जाले निपतितो यस्माद्दाशानामृषिसत्तमः । जालेश्वरेति नामासौ विख्यातः पृथिवीतले

Parce que le plus éminent des ṛṣis tomba dans un filet de pêcheurs, il devint célèbre sur la terre sous le nom de « Jāleśvara ».

Verse 74

तत्र स्नात्वा महादेवि जालेश्वरसमर्चनात् । आपस्तंबश्च नाभागो निषादा मत्स्यजीविनः

Là, ô Grande Déesse, après s’être baignés et avoir vénéré comme il se doit Jāleśvara, Āpastamba et Nābhāga—ainsi que les Niṣādas vivant de la pêche—obtînrent des fruits de bon augure.

Verse 75

मत्स्यैः सह गताः स्वर्गं देविकायाः प्रभावतः । चैत्रस्यैव तु मासस्य शुक्लपक्षे त्रयोदशीम्

Par la puissance sacrée de Devikā, ils gagnèrent le ciel avec les poissons.

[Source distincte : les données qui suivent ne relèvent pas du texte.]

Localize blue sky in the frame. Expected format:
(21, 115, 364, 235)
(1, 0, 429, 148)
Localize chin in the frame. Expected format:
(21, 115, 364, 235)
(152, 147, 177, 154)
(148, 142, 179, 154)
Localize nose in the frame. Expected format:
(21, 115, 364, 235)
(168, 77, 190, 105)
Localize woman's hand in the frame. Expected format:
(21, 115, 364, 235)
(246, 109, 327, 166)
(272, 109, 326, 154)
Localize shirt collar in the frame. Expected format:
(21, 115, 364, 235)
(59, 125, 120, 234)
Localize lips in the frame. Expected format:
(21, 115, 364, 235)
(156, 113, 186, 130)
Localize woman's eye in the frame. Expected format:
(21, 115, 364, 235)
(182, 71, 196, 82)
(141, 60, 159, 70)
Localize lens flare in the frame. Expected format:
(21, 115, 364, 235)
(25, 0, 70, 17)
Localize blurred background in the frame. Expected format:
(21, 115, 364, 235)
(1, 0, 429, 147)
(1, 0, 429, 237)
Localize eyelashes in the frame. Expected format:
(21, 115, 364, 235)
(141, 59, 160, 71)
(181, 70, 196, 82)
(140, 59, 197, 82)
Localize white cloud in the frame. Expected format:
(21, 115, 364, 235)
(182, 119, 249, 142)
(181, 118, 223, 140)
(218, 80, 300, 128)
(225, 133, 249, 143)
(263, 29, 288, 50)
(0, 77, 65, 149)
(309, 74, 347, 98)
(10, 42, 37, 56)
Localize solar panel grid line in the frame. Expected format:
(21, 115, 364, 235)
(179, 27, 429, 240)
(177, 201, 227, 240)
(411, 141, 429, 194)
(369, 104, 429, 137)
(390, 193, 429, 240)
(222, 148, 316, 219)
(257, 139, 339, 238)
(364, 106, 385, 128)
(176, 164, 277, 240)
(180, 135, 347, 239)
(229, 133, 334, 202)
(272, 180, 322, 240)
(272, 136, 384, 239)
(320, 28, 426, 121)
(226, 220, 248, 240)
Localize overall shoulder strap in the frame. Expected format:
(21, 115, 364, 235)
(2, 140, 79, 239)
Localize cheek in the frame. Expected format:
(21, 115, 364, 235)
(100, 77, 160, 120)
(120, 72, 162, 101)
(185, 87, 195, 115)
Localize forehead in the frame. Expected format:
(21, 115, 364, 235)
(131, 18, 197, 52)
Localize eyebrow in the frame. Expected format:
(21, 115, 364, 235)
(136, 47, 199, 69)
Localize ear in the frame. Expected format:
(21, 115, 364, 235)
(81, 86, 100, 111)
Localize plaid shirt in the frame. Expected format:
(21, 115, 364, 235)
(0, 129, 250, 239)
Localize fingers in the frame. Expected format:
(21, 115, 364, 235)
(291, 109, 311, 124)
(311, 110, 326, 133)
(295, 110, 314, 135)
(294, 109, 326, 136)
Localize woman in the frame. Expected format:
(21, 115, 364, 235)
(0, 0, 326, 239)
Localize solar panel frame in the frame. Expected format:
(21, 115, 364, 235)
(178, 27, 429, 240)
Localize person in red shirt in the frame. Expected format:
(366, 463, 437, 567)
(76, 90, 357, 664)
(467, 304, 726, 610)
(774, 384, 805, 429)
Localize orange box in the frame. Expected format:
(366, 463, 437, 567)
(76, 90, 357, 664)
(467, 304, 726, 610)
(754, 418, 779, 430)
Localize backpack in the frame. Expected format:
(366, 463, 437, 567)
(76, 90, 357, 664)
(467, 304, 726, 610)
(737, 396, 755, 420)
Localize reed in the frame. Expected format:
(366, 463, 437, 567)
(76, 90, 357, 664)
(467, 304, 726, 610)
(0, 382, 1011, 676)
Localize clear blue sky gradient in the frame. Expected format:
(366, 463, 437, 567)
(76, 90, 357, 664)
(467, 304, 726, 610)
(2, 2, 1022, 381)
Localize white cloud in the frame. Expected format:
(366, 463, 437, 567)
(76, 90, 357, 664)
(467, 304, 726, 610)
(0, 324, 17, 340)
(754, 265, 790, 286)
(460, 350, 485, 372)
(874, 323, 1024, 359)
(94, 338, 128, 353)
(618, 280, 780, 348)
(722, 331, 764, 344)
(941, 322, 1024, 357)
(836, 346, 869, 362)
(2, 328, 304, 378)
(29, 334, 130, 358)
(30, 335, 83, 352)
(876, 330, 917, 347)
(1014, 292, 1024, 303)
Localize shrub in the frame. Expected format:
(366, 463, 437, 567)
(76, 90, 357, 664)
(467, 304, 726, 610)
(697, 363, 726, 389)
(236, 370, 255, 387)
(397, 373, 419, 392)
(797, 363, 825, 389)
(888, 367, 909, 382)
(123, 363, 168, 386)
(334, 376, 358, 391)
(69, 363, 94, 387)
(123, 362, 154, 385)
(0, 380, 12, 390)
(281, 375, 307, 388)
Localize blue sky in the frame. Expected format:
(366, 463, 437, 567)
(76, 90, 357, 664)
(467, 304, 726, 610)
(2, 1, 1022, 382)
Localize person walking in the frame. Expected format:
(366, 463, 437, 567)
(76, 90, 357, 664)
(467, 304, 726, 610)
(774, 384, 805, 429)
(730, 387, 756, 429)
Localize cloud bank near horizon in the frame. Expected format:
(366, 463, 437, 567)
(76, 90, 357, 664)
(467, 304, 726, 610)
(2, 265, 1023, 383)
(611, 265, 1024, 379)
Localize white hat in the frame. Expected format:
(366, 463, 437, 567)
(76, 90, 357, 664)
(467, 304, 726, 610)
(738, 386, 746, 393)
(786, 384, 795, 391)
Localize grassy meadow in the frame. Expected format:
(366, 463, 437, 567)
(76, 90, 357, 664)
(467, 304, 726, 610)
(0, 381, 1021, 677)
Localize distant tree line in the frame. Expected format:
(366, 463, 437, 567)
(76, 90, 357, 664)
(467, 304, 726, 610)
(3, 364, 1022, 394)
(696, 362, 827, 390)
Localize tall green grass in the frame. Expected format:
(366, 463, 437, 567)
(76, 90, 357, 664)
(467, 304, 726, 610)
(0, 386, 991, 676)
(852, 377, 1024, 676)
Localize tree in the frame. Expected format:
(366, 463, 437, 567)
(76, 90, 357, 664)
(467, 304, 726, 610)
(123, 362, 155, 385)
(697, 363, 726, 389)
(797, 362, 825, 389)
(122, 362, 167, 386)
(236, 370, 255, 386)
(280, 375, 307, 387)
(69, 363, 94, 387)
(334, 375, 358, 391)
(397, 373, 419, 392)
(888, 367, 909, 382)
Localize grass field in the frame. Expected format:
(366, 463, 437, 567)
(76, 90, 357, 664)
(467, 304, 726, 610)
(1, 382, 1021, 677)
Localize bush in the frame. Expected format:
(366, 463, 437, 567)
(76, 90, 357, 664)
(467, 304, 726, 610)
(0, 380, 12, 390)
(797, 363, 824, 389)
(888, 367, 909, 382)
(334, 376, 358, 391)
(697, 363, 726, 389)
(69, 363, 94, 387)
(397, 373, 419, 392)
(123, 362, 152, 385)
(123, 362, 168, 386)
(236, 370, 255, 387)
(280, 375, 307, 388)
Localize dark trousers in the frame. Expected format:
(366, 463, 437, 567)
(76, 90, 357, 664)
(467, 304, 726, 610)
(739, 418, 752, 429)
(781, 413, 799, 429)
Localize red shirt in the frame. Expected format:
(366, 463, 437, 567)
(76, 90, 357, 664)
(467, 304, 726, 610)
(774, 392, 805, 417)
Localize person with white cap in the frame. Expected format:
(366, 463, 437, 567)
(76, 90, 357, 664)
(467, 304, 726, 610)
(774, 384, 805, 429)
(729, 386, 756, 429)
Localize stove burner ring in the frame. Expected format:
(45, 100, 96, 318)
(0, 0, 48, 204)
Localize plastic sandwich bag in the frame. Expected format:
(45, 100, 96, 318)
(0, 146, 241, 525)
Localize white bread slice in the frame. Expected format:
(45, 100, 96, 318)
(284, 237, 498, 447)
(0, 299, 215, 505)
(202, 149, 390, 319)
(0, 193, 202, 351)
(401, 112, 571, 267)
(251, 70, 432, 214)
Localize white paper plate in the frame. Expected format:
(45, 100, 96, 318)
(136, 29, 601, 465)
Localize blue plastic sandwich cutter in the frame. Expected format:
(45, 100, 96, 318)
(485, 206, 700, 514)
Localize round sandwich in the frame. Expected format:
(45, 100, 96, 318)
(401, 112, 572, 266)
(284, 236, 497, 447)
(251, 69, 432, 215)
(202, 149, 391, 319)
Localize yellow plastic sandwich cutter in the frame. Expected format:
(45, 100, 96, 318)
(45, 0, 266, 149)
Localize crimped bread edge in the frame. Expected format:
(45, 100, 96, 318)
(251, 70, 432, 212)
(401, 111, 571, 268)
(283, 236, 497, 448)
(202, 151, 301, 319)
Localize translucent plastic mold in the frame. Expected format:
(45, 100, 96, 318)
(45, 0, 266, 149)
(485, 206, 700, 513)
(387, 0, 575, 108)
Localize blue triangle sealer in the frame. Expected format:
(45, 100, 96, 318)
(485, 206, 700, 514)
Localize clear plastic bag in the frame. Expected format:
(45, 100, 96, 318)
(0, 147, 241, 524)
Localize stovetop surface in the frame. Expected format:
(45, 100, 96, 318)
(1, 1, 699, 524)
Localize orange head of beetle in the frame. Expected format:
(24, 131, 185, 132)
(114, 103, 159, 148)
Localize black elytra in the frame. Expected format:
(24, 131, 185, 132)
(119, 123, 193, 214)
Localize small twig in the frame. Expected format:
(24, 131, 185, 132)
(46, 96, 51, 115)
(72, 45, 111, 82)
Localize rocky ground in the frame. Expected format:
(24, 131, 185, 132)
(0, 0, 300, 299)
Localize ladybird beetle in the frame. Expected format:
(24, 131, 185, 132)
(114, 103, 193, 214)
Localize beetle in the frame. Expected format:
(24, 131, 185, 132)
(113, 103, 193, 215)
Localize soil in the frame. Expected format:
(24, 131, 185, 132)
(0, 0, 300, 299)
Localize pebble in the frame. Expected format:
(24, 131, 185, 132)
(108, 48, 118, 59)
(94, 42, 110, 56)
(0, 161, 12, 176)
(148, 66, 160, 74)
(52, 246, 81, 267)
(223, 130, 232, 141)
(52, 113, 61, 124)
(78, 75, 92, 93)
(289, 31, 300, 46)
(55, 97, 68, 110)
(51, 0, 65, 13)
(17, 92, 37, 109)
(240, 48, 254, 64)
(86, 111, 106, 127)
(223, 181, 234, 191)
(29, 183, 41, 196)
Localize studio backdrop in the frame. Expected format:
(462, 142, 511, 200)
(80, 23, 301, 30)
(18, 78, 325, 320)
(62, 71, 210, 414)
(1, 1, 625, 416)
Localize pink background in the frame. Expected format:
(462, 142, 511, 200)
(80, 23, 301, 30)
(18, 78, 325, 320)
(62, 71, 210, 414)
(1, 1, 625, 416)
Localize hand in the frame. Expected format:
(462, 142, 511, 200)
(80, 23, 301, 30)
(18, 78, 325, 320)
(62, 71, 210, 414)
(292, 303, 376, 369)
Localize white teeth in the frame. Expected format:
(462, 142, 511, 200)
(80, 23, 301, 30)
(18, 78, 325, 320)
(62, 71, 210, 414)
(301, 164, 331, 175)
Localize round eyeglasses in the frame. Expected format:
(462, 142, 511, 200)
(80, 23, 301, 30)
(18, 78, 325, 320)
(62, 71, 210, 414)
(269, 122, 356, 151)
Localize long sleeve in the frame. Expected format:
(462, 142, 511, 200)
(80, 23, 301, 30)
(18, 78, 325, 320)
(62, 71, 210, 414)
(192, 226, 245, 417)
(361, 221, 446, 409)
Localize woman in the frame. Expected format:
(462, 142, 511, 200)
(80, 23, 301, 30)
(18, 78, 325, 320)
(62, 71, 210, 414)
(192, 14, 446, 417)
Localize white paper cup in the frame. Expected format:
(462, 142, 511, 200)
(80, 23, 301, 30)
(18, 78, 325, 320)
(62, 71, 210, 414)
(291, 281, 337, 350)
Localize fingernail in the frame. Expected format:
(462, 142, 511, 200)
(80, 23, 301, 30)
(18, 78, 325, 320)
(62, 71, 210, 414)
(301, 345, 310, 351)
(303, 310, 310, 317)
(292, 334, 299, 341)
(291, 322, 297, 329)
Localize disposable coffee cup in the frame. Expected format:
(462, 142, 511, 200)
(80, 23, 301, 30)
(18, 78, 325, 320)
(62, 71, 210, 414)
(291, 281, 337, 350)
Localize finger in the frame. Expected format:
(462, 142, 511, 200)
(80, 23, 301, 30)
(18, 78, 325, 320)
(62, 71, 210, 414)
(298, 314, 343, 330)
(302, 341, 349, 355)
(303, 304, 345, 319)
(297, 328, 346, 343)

Ce mérite est lié au treizième jour lunaire, durant la quinzaine claire du mois de Caitra.

Verse 76

दद्यात्पिण्डं पितृभ्यो यस्तस्यांतो नैव विद्यते । गोदानं तत्र देयं तु ब्राह्मणे वेदपारगे । श्रोतव्यं चैव माहात्म्यं द्रष्टव्यो जालकेश्वरः

Quiconque y offre des piṇḍa aux ancêtres obtient un mérite sans fin. Là aussi, il convient d’accorder le don d’une vache (go-dāna) à un brāhmaṇa versé dans les Veda. Il faut écouter la grandeur sacrée du lieu et recevoir le darśana de Jālakeśvara.